ブルガリア第2の都市プロヴディフの周辺には、街中だけでなく、少し足を延ばすだけで出会える素晴らしい絶景と歴史スポットが隠れています。その代表格が、国内第2の規模を誇る聖地「バチコヴォ修道院(Bachkovo Monastery)」と、切り立った断崖絶壁に佇む中世の「アセン要塞(Asen’s Fortress / アセノヴァ・クレポスト)」です。

一見、個人で1日に両方を回るのは難しそうに思えますが、プロヴディフ発のローカルなミニバスを賢く使えば、ツアーを使わずとも予算1人15〜20レヴァ(約1,200〜1,600円)で大満足の日帰りトリップが叶います。ただし、現地では「チケットは運転手から現金払い」「チケットのQRコードへのちょっとした疑惑(笑)」、そして「要塞は中に入るより外から見た方が綺麗」といった、実際に行ってみないと分からないリアルな状況もありました。この記事では、私たちが実際に巡ったルートをもとに、最新のアクセス方法やタイムスケジュール、旅費を賢く抑えるコツを完全ガイドとしてお届けします!

🇬🇧 Read in English: How to Visit Bachkovo Monastery & Asen’s Fortress from Plovdiv: A Complete Day Trip Guide (Bus & Tips)

バチュコヴォ修道院&アセノヴァ要塞:日帰り観光の基本情報

  • 今回のルート: プロヴディフ発 → バチュコヴォ修道院 → アセノヴァ要塞 → アセノヴグラト経由 → プロヴディフ着
  • 主な交通手段: 往路のミニバス(7レフ)、途中のヒッチハイク(または徒歩/タクシー)、復路のミニバス(2レフ)
  • トータルの旅費予算: 1人あたり約15〜20レフ(約1,200〜1,600円)
  • ベストな訪問時間: 日曜日の午前中(修道院の活気あるミサの雰囲気を肌で感じられます)

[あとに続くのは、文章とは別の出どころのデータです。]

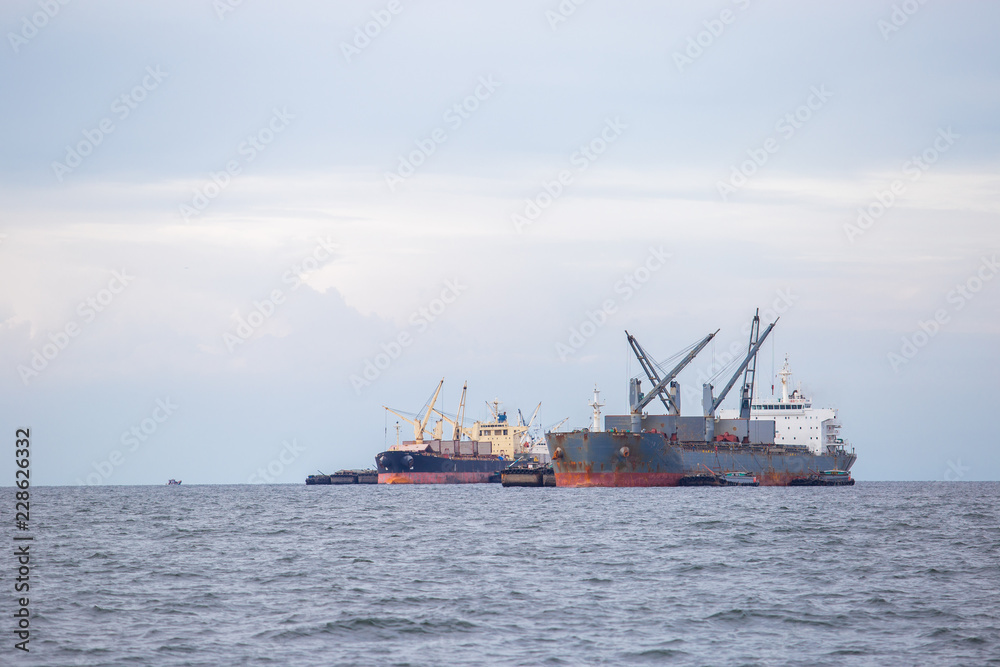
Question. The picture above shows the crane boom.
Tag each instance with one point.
(661, 385)
(467, 432)
(457, 433)
(430, 409)
(710, 404)
(651, 373)
(419, 425)
(413, 422)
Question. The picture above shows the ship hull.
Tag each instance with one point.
(582, 459)
(408, 467)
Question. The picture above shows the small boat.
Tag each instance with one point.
(740, 479)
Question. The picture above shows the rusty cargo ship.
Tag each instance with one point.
(780, 441)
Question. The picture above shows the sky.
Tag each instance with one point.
(231, 232)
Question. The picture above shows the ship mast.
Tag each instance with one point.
(597, 405)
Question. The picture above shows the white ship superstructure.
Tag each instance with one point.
(796, 421)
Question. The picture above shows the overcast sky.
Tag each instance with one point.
(490, 194)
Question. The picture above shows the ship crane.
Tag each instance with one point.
(671, 400)
(458, 423)
(711, 404)
(420, 425)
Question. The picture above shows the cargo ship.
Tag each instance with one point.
(472, 455)
(780, 442)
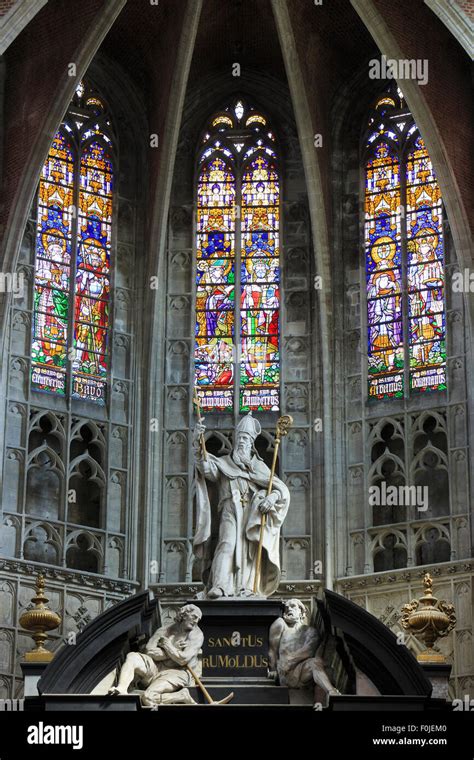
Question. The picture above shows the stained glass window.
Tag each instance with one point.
(72, 277)
(425, 273)
(237, 364)
(404, 257)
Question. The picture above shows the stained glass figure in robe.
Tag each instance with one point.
(260, 293)
(409, 299)
(73, 254)
(52, 269)
(215, 279)
(425, 274)
(383, 265)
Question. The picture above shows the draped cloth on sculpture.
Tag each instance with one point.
(247, 520)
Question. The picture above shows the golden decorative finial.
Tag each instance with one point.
(39, 620)
(433, 620)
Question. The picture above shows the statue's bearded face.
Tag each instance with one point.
(242, 453)
(189, 617)
(293, 613)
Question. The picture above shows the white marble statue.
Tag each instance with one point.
(293, 647)
(161, 669)
(228, 549)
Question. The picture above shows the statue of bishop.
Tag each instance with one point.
(228, 532)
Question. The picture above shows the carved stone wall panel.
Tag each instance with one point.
(355, 444)
(177, 363)
(353, 342)
(6, 651)
(356, 497)
(296, 272)
(21, 333)
(296, 399)
(297, 314)
(120, 401)
(176, 562)
(14, 468)
(176, 501)
(297, 365)
(179, 271)
(176, 452)
(18, 379)
(456, 332)
(177, 406)
(297, 558)
(118, 447)
(123, 310)
(121, 356)
(459, 481)
(298, 518)
(116, 500)
(383, 596)
(297, 450)
(456, 379)
(16, 424)
(10, 533)
(179, 315)
(8, 603)
(457, 426)
(463, 603)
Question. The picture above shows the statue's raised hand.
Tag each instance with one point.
(199, 431)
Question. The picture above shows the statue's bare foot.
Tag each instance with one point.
(215, 592)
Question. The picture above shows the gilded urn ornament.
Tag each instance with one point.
(428, 620)
(38, 621)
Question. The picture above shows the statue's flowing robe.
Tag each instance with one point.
(225, 471)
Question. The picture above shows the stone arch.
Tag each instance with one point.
(84, 552)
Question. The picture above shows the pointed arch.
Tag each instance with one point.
(72, 263)
(403, 241)
(237, 360)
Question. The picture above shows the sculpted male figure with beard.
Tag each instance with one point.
(293, 647)
(228, 549)
(161, 669)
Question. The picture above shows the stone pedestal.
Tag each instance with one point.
(236, 637)
(235, 650)
(32, 672)
(438, 673)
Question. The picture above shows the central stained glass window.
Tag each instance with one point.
(404, 252)
(69, 353)
(237, 352)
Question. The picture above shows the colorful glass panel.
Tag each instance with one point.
(425, 274)
(237, 358)
(52, 269)
(215, 280)
(91, 308)
(73, 254)
(384, 274)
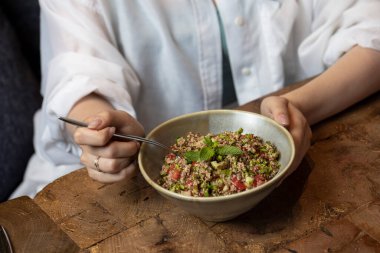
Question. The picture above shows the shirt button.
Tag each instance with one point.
(239, 21)
(246, 71)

プロヴディフからの日帰りを計画している皆さんのために、ルートマップを作成しました。バス停の場所や私たちが実際に辿った道のりを確認できます。この記事の情報は私たちの実体験に基づいたものですが、バスの時刻表などは現地で最新のものを再確認することをお忘れなく。素敵なブルガリア旅行を!

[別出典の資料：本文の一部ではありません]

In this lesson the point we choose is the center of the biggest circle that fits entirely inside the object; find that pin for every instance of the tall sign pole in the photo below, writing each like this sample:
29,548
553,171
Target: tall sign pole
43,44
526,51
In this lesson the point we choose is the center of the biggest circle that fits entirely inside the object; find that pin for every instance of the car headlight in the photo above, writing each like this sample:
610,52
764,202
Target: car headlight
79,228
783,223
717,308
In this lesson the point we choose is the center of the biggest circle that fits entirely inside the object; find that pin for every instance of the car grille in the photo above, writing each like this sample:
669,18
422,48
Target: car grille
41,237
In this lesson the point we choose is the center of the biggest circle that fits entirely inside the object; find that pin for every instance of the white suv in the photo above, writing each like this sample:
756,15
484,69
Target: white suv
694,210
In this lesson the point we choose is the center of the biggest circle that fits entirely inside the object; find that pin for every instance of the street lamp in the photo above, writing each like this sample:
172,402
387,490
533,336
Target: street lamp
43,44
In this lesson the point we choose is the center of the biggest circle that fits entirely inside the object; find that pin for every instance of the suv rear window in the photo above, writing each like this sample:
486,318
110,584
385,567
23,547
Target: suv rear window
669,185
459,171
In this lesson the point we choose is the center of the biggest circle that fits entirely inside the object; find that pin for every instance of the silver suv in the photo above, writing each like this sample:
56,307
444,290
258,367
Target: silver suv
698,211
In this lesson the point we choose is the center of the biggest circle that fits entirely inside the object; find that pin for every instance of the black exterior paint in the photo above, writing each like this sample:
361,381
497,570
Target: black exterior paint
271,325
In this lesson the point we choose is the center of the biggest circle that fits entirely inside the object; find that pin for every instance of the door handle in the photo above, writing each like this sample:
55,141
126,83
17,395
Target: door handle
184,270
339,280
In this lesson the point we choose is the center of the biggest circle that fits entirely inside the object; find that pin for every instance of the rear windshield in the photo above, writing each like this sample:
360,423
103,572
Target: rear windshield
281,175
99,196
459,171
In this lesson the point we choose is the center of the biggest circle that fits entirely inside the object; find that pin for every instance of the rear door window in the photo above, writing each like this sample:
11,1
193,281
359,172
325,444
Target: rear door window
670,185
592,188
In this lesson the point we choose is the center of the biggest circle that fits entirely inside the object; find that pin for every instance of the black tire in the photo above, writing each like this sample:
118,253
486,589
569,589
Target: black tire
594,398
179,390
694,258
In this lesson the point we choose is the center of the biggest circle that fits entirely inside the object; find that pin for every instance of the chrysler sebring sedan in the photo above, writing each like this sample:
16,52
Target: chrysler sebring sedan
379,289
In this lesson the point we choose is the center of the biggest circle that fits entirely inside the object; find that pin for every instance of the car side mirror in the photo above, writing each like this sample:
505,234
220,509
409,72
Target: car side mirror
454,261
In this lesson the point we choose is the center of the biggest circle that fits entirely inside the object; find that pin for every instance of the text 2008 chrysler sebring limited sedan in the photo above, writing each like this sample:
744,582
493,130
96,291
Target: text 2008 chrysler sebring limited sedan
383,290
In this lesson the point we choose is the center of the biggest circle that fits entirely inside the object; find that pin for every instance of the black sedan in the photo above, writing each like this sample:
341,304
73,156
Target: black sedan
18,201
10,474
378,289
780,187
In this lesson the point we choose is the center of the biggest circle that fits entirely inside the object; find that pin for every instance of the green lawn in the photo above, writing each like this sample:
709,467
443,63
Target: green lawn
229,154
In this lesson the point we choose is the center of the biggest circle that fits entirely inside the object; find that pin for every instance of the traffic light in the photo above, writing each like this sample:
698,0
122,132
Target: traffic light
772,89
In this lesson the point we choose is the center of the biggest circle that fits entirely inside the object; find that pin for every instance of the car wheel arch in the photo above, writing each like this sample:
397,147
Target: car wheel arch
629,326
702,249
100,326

プロヴディフからバチュコヴォ修道院への行き方・ミニバスの乗り方

プロブディフのバスターミナル
プロブディフのバスターミナル

バチュコヴォ修道院はプロブディフの南、約30kmのところにあります。

プロブディフからバチュコヴォ修道院へはミニバスが運行しています。プロブディフ街中心の南、鉄道駅に近いところにある南バスターミナル(Bus station Rodopi, Plovdiv)から出ます。スモリャン(Smolyan/Смо̀лян)行きのバスに乗り、バチュコヴォで途中下車します。

朝一番のミニバスで出発!料金と支払い方法

バチュコヴォ修道院行きのミニバス
バチュコヴォ修道院行きのミニバス

朝一番の便は午前9時なので、これで行くことにしました。バスは1番プラットフォームからでます。バスの切符は車内で直接運転手現金払いして購入します。バチュコヴォ修道院までの運賃一人7レフでした。

公式風チケットと小さな疑惑

プロヴディフからバチュコヴォ修道院までのミニバスの切符
ミニバスの切符

30kmの距離で一人7レフとは、ちょっと高いなと思ったのですが、切符は公式っぽいチケットでQRコードも印刷されています。ボッタクリではないと思うのですが、疑惑は消えません…。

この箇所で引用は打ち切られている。